Serving As an English Language Learning Buddy with the Refugee Development Center 

This week I began serving again as an English Language Learning Buddy. The Lansing area is welcoming several hundred Afghan newcomers.

Photo by Susanne Jutzeler on Pexels.com

The Refugee Development Center employs an empathy exercise with new volunteers that contains this scenario:

After anxious waiting,

You are given 20 minutes to leave your home. You don’t know when or if you will be able to return. You will depart on the bus with everyone who lives in your home. You have these last minutes to put together a backpack that contains ten items. What are your ten items?

it’s suddenly time. You are being evacuated.

When I began volunteering five years ago, my list contained:

Clean underwear

Family photos

Snacks

Medicine

A multi tool

Toothbrush

Deodorant

Jewelry

A favorite book

A journal to write in

The next part of the exercise ramps up the pressure.
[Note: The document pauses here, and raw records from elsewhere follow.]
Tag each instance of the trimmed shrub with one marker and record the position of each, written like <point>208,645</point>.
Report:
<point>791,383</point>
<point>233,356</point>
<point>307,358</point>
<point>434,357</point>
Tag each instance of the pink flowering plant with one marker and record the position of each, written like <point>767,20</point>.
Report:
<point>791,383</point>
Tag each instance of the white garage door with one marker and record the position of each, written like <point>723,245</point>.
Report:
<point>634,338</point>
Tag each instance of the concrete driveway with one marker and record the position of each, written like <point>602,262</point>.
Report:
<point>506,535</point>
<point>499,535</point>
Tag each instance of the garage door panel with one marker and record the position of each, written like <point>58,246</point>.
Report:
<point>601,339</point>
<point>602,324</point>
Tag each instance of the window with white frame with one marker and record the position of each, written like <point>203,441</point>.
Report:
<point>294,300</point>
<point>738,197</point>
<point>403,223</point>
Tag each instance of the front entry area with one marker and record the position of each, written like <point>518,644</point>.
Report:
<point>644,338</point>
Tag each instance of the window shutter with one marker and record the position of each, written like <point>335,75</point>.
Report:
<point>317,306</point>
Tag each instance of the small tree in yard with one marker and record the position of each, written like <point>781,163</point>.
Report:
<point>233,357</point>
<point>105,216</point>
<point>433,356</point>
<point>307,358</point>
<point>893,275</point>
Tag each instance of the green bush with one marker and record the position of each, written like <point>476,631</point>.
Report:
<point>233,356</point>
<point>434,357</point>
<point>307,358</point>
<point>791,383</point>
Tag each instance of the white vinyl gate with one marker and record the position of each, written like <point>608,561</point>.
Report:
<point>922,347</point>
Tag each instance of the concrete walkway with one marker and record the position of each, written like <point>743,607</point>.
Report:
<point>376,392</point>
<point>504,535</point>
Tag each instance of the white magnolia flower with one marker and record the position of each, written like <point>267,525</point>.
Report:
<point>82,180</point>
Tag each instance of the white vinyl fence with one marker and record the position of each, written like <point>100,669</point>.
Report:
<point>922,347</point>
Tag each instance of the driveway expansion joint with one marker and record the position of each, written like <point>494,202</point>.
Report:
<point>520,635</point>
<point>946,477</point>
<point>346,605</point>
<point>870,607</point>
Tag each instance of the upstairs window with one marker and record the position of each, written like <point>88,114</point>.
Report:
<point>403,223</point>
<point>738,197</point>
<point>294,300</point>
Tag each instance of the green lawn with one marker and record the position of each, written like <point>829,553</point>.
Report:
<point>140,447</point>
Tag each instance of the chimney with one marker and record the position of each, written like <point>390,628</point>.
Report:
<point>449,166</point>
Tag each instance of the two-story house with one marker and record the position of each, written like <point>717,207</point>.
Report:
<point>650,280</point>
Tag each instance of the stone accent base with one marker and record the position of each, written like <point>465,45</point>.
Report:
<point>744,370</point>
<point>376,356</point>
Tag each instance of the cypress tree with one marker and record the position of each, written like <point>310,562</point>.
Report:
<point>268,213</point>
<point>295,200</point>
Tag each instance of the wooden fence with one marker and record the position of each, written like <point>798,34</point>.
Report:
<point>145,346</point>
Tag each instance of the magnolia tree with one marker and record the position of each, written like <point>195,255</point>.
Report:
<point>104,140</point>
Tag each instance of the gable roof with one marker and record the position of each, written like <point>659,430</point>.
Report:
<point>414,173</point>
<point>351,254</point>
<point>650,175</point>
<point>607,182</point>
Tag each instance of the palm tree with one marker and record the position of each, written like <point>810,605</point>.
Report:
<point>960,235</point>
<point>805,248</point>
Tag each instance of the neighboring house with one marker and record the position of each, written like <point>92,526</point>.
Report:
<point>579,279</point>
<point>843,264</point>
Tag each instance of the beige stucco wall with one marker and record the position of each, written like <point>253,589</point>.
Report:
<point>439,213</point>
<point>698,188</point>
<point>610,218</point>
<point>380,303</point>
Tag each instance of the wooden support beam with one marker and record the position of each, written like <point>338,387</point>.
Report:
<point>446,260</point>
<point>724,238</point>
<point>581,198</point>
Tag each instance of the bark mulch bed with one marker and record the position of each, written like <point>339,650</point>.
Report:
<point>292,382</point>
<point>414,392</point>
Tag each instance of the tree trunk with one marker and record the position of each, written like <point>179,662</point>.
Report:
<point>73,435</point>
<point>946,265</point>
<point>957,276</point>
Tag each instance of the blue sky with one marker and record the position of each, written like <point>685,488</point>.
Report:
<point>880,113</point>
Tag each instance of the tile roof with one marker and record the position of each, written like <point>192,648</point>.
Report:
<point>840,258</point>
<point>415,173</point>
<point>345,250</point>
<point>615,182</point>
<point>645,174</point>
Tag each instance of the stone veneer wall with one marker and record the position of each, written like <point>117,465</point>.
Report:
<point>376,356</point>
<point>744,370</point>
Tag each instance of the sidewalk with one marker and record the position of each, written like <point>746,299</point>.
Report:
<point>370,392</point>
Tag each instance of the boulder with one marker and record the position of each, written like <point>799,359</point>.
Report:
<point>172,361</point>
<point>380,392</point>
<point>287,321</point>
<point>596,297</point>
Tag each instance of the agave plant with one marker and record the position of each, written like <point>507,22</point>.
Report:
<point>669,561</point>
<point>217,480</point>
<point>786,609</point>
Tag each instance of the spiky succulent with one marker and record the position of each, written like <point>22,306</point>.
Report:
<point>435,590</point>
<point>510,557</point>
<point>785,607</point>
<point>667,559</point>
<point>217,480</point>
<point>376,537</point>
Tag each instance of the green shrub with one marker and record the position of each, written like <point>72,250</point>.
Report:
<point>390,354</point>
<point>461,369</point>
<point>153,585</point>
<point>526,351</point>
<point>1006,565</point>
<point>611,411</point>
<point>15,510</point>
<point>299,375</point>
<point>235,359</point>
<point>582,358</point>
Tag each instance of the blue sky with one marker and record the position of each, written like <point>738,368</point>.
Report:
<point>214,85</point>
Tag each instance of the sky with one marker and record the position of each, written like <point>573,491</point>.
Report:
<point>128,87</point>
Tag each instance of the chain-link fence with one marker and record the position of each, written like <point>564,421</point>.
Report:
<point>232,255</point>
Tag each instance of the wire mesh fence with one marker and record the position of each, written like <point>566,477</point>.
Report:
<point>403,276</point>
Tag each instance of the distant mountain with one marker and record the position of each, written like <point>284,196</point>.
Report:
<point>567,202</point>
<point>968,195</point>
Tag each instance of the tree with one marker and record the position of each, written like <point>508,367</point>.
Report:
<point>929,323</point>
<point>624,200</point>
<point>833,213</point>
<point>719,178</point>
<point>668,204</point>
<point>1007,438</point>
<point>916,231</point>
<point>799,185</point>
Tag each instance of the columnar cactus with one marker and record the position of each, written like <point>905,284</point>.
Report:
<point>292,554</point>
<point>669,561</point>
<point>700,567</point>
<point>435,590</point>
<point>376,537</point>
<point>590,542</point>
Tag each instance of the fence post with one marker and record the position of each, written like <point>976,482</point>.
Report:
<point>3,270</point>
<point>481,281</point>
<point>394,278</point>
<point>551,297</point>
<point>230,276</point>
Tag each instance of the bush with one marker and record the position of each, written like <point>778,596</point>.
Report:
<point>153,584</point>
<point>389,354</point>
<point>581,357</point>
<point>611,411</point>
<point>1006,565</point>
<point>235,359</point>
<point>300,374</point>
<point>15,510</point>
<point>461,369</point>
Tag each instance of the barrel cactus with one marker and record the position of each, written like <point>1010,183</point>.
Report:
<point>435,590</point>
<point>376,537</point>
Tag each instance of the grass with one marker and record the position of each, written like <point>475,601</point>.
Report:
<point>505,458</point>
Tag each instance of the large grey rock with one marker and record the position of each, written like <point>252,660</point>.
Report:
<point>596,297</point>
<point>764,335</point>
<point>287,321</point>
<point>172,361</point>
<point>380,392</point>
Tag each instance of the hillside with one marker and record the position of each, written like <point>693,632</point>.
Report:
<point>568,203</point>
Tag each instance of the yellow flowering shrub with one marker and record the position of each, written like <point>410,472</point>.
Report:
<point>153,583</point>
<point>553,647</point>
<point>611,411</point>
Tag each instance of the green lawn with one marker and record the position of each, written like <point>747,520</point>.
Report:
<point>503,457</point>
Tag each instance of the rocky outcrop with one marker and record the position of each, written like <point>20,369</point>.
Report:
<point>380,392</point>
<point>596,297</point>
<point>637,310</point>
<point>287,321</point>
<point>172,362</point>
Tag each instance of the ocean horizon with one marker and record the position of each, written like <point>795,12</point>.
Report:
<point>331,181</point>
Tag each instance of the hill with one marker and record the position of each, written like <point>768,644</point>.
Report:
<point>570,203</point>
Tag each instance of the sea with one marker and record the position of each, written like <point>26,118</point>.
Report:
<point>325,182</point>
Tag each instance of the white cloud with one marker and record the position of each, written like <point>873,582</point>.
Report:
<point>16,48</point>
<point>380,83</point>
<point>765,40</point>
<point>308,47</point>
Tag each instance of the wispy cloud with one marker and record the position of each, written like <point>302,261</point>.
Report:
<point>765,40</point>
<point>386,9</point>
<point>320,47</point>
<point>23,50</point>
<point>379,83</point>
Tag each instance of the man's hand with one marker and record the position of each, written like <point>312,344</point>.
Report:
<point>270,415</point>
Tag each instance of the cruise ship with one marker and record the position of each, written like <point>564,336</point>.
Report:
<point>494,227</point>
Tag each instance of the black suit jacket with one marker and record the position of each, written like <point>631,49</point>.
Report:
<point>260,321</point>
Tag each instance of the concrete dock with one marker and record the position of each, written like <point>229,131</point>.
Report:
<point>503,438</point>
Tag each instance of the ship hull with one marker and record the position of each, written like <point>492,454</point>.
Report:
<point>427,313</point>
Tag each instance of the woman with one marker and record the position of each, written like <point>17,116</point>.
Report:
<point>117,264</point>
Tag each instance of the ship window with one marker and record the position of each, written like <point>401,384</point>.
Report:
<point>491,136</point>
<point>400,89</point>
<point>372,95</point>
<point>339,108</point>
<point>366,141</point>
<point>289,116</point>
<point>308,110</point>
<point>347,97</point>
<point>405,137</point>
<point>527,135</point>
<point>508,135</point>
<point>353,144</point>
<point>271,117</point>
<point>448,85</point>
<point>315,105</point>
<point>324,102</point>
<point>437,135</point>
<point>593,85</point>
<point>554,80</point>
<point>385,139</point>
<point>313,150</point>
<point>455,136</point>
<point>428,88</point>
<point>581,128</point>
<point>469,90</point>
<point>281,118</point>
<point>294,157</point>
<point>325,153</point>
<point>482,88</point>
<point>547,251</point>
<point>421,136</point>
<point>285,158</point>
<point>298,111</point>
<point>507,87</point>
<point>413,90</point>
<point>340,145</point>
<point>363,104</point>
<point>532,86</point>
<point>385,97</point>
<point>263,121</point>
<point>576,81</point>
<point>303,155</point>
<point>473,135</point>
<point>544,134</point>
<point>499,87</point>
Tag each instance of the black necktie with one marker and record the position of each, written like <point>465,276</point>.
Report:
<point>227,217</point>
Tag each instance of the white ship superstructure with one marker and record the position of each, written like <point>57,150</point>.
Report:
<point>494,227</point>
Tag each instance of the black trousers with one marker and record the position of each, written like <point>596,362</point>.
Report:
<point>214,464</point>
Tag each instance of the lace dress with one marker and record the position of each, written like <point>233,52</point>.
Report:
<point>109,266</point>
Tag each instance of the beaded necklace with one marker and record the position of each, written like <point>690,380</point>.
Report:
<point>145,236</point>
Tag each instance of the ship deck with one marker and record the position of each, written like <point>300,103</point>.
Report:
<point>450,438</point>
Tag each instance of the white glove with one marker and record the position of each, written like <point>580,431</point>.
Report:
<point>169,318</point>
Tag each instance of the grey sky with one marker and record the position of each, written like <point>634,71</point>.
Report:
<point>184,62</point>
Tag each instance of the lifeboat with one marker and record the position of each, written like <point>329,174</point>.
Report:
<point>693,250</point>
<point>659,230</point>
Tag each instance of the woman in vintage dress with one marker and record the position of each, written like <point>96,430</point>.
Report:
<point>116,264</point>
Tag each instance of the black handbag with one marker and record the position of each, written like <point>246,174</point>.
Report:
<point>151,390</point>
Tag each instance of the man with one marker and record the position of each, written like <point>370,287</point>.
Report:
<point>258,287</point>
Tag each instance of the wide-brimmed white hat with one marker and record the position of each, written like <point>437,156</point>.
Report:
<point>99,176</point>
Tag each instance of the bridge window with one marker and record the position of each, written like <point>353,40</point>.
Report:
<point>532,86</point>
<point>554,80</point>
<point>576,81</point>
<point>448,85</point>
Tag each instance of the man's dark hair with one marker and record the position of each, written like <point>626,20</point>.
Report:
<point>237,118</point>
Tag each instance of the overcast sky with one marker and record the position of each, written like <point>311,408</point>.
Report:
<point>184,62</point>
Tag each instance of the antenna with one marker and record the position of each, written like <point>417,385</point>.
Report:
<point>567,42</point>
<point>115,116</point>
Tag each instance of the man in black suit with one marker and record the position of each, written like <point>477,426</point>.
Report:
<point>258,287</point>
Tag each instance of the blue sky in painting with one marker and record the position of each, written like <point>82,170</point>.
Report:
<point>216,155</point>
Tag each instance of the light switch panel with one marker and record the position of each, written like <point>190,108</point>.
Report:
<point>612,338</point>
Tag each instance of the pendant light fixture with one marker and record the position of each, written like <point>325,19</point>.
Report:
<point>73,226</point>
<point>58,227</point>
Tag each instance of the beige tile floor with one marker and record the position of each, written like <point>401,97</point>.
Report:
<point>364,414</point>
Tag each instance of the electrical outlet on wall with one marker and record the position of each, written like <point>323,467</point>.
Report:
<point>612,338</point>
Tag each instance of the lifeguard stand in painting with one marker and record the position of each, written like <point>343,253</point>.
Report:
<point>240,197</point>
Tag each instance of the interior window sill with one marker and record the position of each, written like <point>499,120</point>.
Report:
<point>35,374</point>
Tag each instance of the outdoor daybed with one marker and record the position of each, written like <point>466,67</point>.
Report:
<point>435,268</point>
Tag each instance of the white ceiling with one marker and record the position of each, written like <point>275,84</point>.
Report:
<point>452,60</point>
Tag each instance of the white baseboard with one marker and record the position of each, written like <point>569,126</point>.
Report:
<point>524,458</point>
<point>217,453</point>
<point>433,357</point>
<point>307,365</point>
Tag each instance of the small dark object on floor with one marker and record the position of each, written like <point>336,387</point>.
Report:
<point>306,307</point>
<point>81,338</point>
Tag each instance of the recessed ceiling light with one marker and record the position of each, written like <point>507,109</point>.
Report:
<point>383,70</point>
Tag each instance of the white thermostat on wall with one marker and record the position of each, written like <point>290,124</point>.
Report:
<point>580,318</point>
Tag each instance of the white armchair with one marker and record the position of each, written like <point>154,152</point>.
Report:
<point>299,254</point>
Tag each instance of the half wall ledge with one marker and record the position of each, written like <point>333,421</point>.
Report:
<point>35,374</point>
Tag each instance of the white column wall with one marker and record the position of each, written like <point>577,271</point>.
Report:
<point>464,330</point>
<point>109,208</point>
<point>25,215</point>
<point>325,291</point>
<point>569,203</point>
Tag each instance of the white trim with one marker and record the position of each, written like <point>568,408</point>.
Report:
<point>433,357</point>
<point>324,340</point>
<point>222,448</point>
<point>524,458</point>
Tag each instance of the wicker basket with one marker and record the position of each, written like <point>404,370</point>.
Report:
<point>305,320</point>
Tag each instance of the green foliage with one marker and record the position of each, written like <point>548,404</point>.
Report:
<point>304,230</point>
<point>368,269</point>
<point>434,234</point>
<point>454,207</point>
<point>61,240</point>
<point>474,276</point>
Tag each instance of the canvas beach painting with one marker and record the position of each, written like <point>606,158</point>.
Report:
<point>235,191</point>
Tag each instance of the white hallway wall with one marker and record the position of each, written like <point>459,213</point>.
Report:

Makes your situation clearer. It turns out that to make room for more people on the bus, everyone has to share a backpack. Take seven things out of your backpack. What three are you left with? Mine were:

Family photos

Medicine

Jewelry

I picked family photos because I’m sentimental. I chose medicine because it’s an immediate need and rather more pressing than deodorant. I chose jewelry because it is an international currency that travels well.

As a group, we talk about some of our items. There were hikers who chose things like a water purifier and blanket, only to leave them out later. There were more experienced volunteers who said they would bring birth certificates, passports, and property deeds. Other people, like me, said they knew it wasn’t practical, but in their final three they also included family photos. I was not the only person to have a toothbrush in my top ten.

The last portion of the exercise becomes disorienting.

The other members of your household, all of whom were going to be allowed on the bus with you, haven’t returned. The bus is now leaving in five minutes. Write them a good-bye note to put on the kitchen counter.

And get on the bus.

 

Published by Sonya Schryer Norris

Librarian :: Instructional Designer :: Blogger

2 thoughts on “Serving As an English Language Learning Buddy with the Refugee Development Center 

  1. Wow. That’s pretty intense Sonya. Most of us don’t stop and think of those things. Their hardships. We have a large population of Arabs here in Coldwater and I learned they are from Yemen which has an ongoing terrible civil war. That is very generous of you to help the Afghans. Bless you Sonya.